AB Science (Euronext Paris: AB) revient régulièrement dans le radar des investisseurs dès qu’un jalon clinique approche. En 2026, le dossier est typique d’une biotech « binaire »: un actif principal (masitinib), un cours modeste (environ 1,19 € au 9 avril 2026) et un potentiel de revalorisation important selon plusieurs analystes, mais avec un risque de dilution et d’échec clinique toujours présent. Cette analyse fait le point, chiffres et catalyseurs à l’appui, afin d’évaluer si l’action AB Science mérite une place en portefeuille en 2026.
AB Science en 2026: résumé du dossier boursier
AB Science est une biotech française centrée sur le masitinib, un inhibiteur de tyrosine kinase ciblant notamment des mécanismes inflammatoires (mastocytes et microglies). La société est valorisée autour de 79 à 92 M€ selon les sources, pour un titre qui évolue dans une fourchette 52 semaines d’environ 0,97 à 1,73 €.
Sur le plan financier, le profil reste celui d’une société en développement:
- Revenus TTM: environ 1,03 M€ (faibles et en légère baisse).
- Résultat net TTM: environ -8,54 M€ (perte en amélioration d’environ 35% par rapport à 2023, mais toujours négative).
- EPS TTM: environ -0,15 €.
- Nombre d’actions: environ 66 millions.
Conséquence mécanique: des multiples de valorisation basés sur le chiffre d’affaires (par exemple un P/S élevé autour de 84x) reflètent surtout la faiblesse des revenus et non une « cherté » traditionnelle d’entreprise mature. Le marché valorise ici une option sur le succès clinique.

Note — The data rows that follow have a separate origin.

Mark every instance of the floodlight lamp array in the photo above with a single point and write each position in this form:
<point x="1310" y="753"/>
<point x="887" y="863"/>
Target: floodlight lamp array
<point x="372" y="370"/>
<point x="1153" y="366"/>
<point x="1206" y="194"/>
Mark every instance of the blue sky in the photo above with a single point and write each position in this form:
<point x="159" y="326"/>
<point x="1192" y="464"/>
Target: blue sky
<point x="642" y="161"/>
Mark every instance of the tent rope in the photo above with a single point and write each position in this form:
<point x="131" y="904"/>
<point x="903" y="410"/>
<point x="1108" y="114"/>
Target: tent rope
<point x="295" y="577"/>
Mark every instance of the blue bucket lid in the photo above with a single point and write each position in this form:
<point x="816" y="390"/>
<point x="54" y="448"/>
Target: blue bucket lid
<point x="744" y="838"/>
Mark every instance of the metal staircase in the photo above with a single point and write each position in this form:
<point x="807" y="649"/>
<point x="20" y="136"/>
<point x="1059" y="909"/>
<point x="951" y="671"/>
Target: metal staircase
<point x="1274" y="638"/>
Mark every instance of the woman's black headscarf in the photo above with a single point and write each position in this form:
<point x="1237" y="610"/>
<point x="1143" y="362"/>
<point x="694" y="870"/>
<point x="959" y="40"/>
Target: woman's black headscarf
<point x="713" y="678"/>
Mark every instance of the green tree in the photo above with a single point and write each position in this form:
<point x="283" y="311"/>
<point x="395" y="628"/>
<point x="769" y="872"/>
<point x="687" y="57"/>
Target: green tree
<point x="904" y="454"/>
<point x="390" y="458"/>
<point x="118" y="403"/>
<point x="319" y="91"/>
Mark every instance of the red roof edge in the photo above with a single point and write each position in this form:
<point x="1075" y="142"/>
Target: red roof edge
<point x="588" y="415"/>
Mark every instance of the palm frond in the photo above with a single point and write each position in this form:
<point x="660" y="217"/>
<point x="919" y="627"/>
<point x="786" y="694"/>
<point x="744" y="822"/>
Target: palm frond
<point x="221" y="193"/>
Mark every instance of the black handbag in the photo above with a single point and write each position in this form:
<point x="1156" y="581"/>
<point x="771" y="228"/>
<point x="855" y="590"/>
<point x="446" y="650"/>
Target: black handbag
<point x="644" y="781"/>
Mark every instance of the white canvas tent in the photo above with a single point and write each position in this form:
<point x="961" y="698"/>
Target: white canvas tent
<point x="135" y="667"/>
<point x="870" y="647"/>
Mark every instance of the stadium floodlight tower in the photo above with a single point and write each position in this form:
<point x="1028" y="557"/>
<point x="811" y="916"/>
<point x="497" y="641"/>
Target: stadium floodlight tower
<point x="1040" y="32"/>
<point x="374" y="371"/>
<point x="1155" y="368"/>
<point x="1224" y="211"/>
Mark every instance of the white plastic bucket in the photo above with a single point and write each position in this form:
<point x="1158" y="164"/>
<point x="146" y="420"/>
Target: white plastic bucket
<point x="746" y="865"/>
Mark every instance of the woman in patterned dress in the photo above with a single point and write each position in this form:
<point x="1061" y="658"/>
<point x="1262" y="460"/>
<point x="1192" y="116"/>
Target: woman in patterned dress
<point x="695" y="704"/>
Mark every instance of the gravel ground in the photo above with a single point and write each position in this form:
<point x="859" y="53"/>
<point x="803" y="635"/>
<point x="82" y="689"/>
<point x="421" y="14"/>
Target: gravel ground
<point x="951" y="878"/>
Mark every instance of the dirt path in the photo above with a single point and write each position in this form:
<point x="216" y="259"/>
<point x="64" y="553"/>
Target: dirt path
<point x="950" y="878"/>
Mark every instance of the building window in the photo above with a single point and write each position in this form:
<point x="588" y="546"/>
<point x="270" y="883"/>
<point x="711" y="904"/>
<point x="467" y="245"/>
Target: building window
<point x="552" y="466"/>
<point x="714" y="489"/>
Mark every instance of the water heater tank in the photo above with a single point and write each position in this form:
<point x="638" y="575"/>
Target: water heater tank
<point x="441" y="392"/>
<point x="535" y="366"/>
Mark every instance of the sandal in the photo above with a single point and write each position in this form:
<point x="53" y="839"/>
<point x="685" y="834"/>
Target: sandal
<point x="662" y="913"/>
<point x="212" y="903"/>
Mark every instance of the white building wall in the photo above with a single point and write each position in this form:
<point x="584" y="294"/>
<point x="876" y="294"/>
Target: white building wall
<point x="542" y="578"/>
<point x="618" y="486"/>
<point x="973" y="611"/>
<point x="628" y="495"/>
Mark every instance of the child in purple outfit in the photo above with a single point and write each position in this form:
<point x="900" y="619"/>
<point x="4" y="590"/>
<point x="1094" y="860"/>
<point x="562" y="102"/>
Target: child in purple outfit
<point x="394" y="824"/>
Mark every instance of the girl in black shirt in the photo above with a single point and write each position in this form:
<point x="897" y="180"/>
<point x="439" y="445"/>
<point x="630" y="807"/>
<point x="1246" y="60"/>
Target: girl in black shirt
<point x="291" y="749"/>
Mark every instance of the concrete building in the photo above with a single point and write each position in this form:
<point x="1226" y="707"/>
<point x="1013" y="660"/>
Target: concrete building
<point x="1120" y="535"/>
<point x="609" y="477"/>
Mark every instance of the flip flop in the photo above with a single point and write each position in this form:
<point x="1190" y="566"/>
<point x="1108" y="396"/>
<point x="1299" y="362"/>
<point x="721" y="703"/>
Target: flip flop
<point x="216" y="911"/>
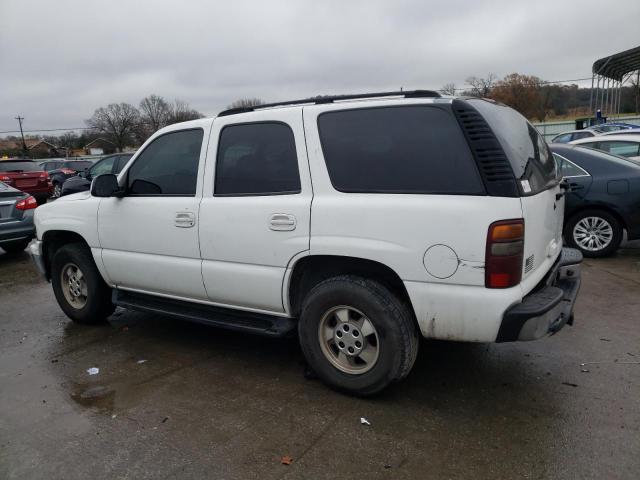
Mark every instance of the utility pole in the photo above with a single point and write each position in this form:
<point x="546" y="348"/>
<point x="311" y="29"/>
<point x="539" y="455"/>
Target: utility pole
<point x="25" y="152"/>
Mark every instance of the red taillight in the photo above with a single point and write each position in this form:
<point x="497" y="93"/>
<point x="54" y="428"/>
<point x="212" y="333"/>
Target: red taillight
<point x="27" y="204"/>
<point x="505" y="250"/>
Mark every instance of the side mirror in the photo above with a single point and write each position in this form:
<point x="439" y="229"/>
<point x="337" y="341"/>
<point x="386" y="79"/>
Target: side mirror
<point x="105" y="185"/>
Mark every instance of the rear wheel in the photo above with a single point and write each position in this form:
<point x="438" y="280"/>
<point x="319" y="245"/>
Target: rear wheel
<point x="357" y="335"/>
<point x="78" y="285"/>
<point x="596" y="233"/>
<point x="14" y="246"/>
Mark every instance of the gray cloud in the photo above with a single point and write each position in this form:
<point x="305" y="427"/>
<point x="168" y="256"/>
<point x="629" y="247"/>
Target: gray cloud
<point x="61" y="60"/>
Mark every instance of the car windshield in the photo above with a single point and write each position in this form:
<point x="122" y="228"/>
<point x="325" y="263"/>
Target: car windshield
<point x="77" y="165"/>
<point x="19" y="166"/>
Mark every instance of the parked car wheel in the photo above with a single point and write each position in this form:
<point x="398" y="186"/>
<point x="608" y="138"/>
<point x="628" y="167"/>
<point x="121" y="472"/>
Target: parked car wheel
<point x="357" y="335"/>
<point x="78" y="286"/>
<point x="57" y="190"/>
<point x="14" y="246"/>
<point x="596" y="233"/>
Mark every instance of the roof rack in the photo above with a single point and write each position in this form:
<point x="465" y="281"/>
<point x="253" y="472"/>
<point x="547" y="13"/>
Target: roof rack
<point x="333" y="98"/>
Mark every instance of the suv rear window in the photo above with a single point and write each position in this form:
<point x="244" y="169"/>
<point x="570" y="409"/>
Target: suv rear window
<point x="19" y="167"/>
<point x="530" y="157"/>
<point x="404" y="149"/>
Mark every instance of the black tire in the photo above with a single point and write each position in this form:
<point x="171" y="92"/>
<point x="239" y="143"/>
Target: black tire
<point x="616" y="228"/>
<point x="14" y="246"/>
<point x="98" y="304"/>
<point x="396" y="329"/>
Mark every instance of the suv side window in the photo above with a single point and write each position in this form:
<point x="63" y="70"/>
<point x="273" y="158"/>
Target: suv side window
<point x="568" y="168"/>
<point x="168" y="165"/>
<point x="400" y="149"/>
<point x="103" y="166"/>
<point x="257" y="159"/>
<point x="122" y="161"/>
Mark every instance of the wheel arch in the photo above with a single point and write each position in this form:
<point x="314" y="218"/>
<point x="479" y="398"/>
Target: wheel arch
<point x="310" y="270"/>
<point x="53" y="240"/>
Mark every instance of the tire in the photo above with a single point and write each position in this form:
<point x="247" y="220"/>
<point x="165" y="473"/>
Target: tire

Le masitinib: pourquoi l’ALS reste le catalyseur clé
En 2026, l’argument central du dossier AB Science demeure l’ALS (sclérose latérale amyotrophique). Le masitinib y est développé comme approche anti-inflammatoire différenciante dans une pathologie où peu de traitements modifient réellement la trajectoire de la maladie.
Phase 3 confirmatoire AB23005: design et enjeux
L’étude confirmatoire de phase 3 AB23005 a été autorisée en Europe et aux États-Unis en 2025 et vise environ 412 patients. Le caractère confirmatoire est un point important: l’objectif est de consolider un signal clinique déjà observé et de le rendre acceptable pour les autorités réglementaires.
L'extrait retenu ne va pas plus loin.